Web: https://petersen.ai/
Lin Shao
Large-Scale Manipulation Data Acquisition through Differentiable Simulation and Rendering
Abstract: To substantially advance robot intelligence, a significant effort is needed to collect large-scale manipulation data. I will introduce three differentiable simulations we have developed—Jade, DiffclothAI, and Softmac—which are tailored for articulated, 2D deformable, and 3D deformable objects, respectively. These differentiable simulations support intersection-free contact modeling and coupling.

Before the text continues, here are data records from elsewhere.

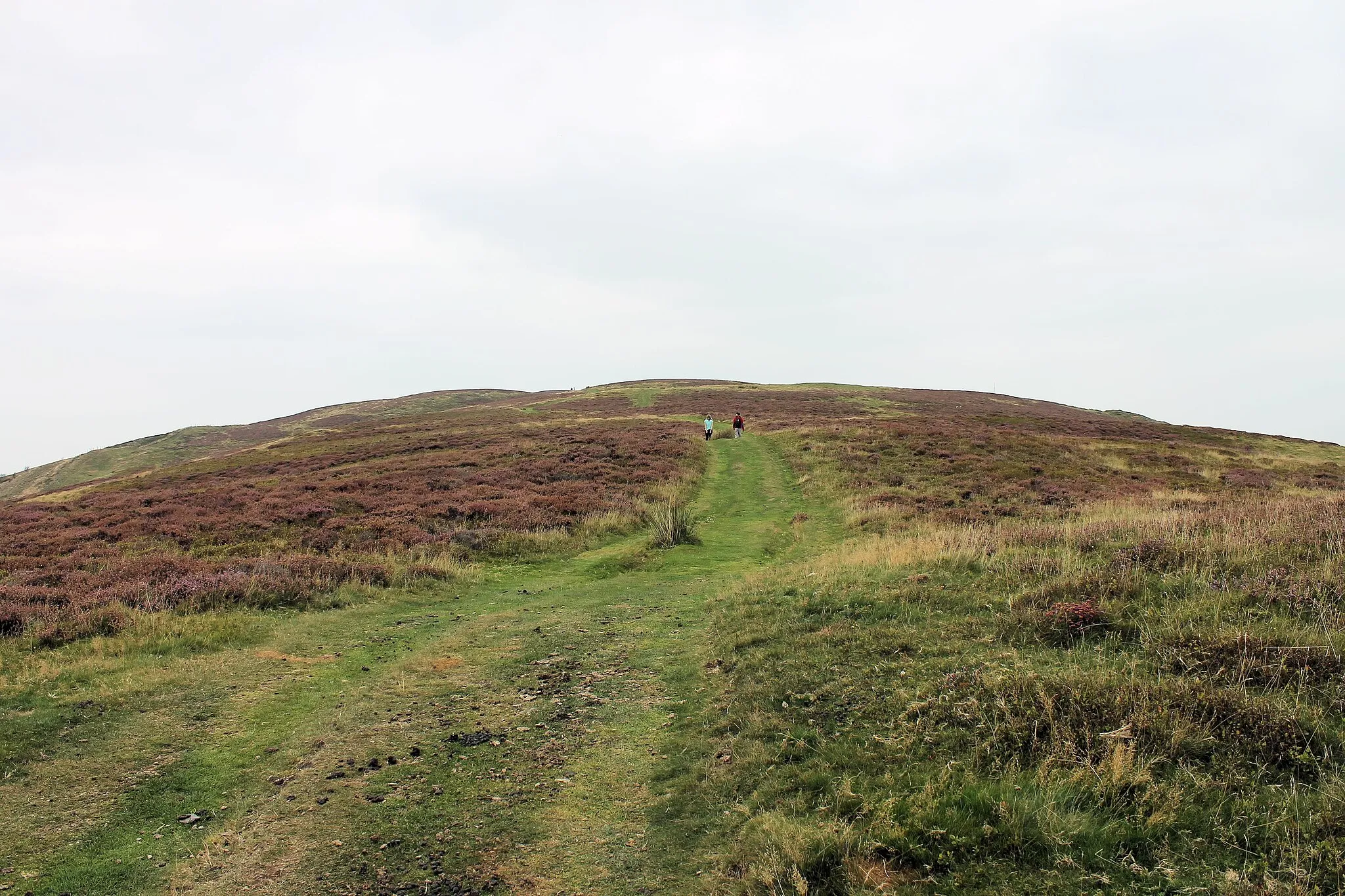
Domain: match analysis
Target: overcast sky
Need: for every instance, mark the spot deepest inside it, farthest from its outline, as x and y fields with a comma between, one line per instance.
x=227, y=213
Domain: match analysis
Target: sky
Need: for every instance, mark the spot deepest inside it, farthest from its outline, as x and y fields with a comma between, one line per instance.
x=228, y=213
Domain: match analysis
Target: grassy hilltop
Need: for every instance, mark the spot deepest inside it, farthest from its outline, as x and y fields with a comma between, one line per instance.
x=920, y=643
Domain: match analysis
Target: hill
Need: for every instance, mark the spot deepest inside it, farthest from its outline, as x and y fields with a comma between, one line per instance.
x=920, y=641
x=202, y=442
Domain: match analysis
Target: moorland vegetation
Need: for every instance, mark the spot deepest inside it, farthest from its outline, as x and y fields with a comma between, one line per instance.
x=912, y=641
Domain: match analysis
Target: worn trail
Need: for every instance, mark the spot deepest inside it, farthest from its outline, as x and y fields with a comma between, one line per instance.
x=512, y=735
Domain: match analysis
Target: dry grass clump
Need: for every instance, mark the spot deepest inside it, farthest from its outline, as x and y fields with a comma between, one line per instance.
x=670, y=523
x=1142, y=689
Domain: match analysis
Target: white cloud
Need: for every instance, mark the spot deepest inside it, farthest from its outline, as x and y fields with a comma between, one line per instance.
x=218, y=214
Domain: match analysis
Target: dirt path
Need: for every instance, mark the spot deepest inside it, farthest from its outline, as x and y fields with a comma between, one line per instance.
x=510, y=736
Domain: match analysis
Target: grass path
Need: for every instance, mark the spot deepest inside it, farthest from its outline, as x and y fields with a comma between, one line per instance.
x=512, y=736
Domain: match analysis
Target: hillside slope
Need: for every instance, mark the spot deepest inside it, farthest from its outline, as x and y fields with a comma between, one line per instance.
x=200, y=442
x=926, y=643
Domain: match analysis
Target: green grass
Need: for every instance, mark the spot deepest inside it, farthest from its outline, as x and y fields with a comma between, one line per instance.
x=108, y=742
x=856, y=681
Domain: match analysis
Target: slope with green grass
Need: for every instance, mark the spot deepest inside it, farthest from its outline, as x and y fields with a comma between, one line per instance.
x=539, y=717
x=929, y=643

Following this, I will discuss leveraging these differentiable simulations, combined with differentiable rendering, to extract manipulation data directly from videos. I will highlight two key projects: the first demonstrates using differentiable simulation and rendering to estimate object shapes, meshes, and poses in a self-supervised manner from video. I will then introduce TieBot, our latest work that extends this framework to teach robots to knot a tie from video demonstrations. Additionally, I will cover our recent efforts to streamline annotation processing, making it more time-efficient. I will conclude by outlining future research directions to further enhance robot learning and manipulation capabilities.
Bio: Lin Shao is an Assistant Professor in the Department of Computer Science at the School of Computing, National University of Singapore (NUS). His research interests lie at the intersection of Robotics and Artificial Intelligence. His long-term goal is to build general-purpose robotic systems that intelligently perform a diverse range of tasks in a large variety of environments in the physical world. His lab focuses on developing algorithms and systems that equip robots with robust perception and manipulation capabilities. He serves as the co-chair of the Technical Committee on Robot Learning in the IEEE Robotics and Automation Society and an Associate Editor for IEEE Robotics and Automation Letters and for ICRA in 2024 and 2025. His work received the Best System Paper Award finalist at RSS 2023. Previously, he received his PhD at Stanford University, advised by Jeannette Bohg.
Web: https://linsats.github.io/
Yuval Tassa
Finite differencing is all you need: lessons and insights
Abstract: coming soon
Bio:
Web: https://www.cs.washington.edu/people/postdocs/tassa
Emo Todorov
Leveraging the internals of MuJoCo physics to improve model-based control
Abstract: Much progress has been made by using physics simulators as black boxes, and optimizing controllers via model-free sampling. Such methods are difficult to apply directly to physical systems and work better when a simulation model is available - which blurs the meaning of "model-free". It also begs the question, why not utilize the simulator more fully, beyond the black-box approach advocated in Reinforcement Learning? In this talk I will describe progress towards a new software framework called Optico, which leverages unique aspects of MuJoCo physics for the purpose of model-based optimization. MuJoCo already relies on (convex) optimization to compute constraint forces and advance the simulation state. This creates opportunities to blend optimization-for-physics and optimization-for-control, in ways that have no analog in the black-box approach. Access to various analytical derivatives is essential for these developments. The resulting low-level solvers are meant to improve "control learnability", and can be applied in the context of both sampling and derivative-based learning methods. They are also fast enough for model-predictive control.